The Center for Science & Technology Policy Research compiled one analysis of the downward trend in media coverage of climate change worldwide, showing a return to 2005 levels.

Matthew C. Nisbet, a professor of communication at American University, attributed the decline to both “the reduced capacity of news organizations to cover climate change” and to what has been termed the loss of the story’s “perceived dramatic qualities.”  Climate change has historically received the greatest media coverage around “dramatic political focusing events” that fulfilled reporters’ need for a dramatic narrative with conflicting interests, Nisbet said, exemplified by the political wrangling surrounding the Copenhagen conference.

Nisbet argues that climate change is unlikely to regain prominence in the media unless a new “frame” is established for the issue that can define it in terms of immediate, locally relevant impacts, such as human health risks.

However, one crucial challenge in communicating the issue has been exactly that: the perceived lack of certainty in regional and local impacts, which saps the urgency from the problem for many.  One approach for increasing relevance, especially in making the case for climate and energy legislation, has been the strategic use of a national security frame.  A number of groups have leveraged the expertise of military leaders to communicate the risks posed to national security by the destabilizing impacts of climate change in volatile regions (see Center for Naval Analysis, the Pew Project on National Security, Energy and Climate, Operation Free).

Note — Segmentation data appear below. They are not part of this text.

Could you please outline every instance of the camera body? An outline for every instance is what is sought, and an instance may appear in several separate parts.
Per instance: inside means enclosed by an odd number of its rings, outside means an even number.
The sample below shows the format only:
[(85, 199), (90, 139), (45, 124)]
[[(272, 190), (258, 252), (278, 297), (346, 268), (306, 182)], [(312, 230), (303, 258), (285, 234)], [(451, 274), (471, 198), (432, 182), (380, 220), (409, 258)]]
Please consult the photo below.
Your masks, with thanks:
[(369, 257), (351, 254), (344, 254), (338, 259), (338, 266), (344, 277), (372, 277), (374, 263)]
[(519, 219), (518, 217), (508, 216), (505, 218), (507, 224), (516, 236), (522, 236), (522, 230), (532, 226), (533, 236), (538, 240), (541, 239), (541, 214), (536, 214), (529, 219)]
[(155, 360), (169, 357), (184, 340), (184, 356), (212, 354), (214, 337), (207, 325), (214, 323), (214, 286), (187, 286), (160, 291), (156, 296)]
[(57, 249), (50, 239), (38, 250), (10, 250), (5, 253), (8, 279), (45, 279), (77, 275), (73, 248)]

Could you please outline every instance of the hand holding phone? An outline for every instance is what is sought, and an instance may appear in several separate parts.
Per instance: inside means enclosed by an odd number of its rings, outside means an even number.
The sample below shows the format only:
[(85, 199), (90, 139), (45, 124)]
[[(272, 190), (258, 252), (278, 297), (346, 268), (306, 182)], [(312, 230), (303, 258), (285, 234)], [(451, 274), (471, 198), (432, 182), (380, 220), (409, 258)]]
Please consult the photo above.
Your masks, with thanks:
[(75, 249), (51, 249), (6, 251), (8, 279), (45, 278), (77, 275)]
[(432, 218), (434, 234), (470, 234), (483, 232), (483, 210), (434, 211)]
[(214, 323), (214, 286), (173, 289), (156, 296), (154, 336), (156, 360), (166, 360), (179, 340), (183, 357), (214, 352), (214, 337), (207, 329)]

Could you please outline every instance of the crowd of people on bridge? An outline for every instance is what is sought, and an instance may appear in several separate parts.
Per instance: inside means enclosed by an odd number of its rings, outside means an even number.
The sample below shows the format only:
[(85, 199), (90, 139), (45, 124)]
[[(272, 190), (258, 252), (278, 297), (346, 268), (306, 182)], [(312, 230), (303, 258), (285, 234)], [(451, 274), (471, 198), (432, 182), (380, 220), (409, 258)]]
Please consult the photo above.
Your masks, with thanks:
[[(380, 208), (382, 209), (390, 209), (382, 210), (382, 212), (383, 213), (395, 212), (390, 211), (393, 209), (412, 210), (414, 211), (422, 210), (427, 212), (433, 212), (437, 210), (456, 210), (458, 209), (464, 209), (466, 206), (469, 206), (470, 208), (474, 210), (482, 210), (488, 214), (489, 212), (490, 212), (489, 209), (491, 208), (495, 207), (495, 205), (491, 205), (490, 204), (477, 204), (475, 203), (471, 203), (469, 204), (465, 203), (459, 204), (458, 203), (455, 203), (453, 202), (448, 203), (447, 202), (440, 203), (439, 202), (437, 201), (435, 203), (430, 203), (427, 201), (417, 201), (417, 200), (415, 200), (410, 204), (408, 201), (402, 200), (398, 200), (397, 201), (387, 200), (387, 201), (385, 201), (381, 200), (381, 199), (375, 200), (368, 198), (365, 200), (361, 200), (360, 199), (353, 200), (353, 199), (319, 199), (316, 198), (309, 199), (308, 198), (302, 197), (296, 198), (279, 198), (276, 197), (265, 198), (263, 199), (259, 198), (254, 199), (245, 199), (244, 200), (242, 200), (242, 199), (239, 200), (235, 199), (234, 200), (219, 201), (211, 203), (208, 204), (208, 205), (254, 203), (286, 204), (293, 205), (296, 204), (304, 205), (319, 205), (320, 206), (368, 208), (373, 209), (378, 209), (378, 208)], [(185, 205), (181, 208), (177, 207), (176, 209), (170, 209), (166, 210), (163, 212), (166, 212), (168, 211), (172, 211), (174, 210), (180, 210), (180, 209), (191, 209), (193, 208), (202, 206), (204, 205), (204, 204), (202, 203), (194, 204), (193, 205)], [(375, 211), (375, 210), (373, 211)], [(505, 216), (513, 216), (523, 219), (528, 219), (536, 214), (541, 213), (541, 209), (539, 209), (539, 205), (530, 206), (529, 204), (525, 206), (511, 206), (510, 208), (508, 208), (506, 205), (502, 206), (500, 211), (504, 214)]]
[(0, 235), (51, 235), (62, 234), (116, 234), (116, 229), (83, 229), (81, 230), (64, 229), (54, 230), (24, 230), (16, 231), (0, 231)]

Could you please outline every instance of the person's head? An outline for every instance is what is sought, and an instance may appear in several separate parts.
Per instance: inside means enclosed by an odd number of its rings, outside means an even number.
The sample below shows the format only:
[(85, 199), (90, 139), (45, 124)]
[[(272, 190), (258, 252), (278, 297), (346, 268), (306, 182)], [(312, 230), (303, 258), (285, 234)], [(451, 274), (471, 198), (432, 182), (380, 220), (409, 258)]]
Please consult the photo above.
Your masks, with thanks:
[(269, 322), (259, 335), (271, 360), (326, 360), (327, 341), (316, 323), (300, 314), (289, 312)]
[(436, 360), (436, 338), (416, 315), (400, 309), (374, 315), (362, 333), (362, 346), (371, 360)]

The national security frame has been used to cultivate support for both the transition away from fossil fuels and the need to maintain robust climate monitoring capabilities.

A new iteration of that framework is in the news now: a team of graduate journalism students at Northwestern University has kicked off a series of print and video stories on the national security implications of climate change as part of the Medill National Security Journalism Initiative.  The Washington Post and other news outlets printed the first two stories in the series during the past week.

“Our man in the greenhouse: Why the CIA is spying on a changing climate” by Charles Mead and Annie Snider examined the history and efficacy of the intelligence community’s climate monitoring efforts, finding major deficiencies:

The U.S. government is ill-prepared to act on changes that are coming faster than anticipated and threaten to bring instability to places of U.S. national interest, according to interviews with several dozen current and former officials and outside experts, and a review of two decades’ worth of government reports.  Climate projections lack critical detail, they say, and information about how people react to changes—for instance, by migrating—is sparse.  Military brass say they don’t yet have the intelligence they need in order to act.

As in the communication of climate change impacts, the broad scale of climate models is a frustration for military and intelligence planning and analysis.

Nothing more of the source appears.